Quick Start
Get started with datablocks in under 5 minutes. Train a datablock and start making efficient inference requests.
1. Get Your API Key
Sign up for a datablocks account and generate an API key from your dashboard.
Sign up here to get started with a free trial including 1M free tokens.
2. Install the Client Library
Install the datablocks Python client:
pip install datablocks-client
3. Upload Your Data Files
First, upload your flat file data (CSV, JSON, TXT, PDF, etc.) to datablocks storage.
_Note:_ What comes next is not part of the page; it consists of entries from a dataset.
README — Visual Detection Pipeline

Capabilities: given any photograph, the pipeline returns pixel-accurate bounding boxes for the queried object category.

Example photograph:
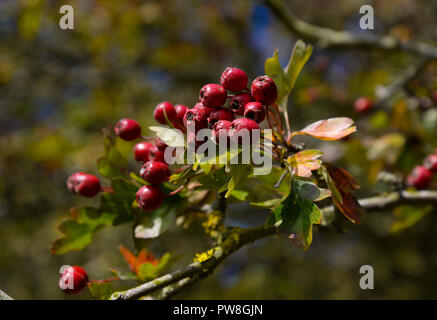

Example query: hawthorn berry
[149,145,165,162]
[153,101,176,124]
[407,166,432,190]
[354,97,373,113]
[199,83,228,108]
[174,104,189,125]
[115,119,141,141]
[67,172,102,198]
[250,76,278,106]
[59,266,88,294]
[140,160,171,184]
[136,185,164,212]
[244,102,266,123]
[424,154,437,173]
[207,108,235,128]
[184,103,211,131]
[134,142,155,162]
[231,93,253,116]
[212,120,232,143]
[220,68,249,92]
[229,118,259,144]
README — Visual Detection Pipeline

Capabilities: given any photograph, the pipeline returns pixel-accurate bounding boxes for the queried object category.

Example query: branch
[110,226,276,300]
[111,191,437,300]
[264,0,437,59]
[0,290,14,300]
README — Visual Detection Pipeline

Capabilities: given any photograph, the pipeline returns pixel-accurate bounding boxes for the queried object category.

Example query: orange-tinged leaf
[287,149,323,178]
[291,117,357,140]
[119,245,137,272]
[323,163,366,224]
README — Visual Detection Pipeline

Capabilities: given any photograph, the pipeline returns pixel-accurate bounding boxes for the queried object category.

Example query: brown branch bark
[264,0,437,59]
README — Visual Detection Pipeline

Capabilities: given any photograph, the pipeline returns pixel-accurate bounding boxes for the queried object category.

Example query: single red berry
[424,154,437,173]
[140,161,171,184]
[174,104,189,125]
[250,76,278,106]
[136,185,164,212]
[134,141,155,162]
[354,97,373,113]
[184,103,213,132]
[199,83,228,108]
[407,166,432,190]
[229,118,259,144]
[244,102,266,123]
[59,266,88,294]
[208,108,235,128]
[220,68,249,92]
[156,138,168,152]
[67,172,102,198]
[153,101,176,124]
[149,145,165,162]
[212,120,232,143]
[115,119,141,141]
[231,92,253,116]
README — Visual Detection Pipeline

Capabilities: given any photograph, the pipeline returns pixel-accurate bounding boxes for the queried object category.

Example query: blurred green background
[0,0,437,299]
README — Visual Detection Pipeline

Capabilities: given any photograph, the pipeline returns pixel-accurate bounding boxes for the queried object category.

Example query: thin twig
[264,0,437,59]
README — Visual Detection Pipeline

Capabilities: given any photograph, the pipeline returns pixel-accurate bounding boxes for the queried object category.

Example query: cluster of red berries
[153,68,278,146]
[354,97,373,113]
[59,266,89,294]
[407,154,437,190]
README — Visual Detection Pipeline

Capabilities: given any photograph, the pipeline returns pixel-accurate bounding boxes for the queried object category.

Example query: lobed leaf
[291,117,357,140]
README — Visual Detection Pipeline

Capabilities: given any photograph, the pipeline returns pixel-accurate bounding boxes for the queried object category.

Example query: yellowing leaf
[291,117,357,140]
[287,149,323,178]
Files are stored securely per-user:
import requests
# Upload your data file
with open("my_document.txt", "rb") as f:
response = requests.post(
"https://trydatablocks.com/api/v1/files",
headers={"Authorization": "Bearer "},
files={"file": f},
data={"purpose": "cartridge-training"}
)
file_id = response.json()["id"]
print(f"File uploaded! File ID: {file_id}")
# Output: File uploaded! File ID: file-abc123Your files are stored in per-user storage and can only be accessed with your API key. Supported formats: .txt, .csv, .json, .jsonl, .pdf, .md (max 512MB per file).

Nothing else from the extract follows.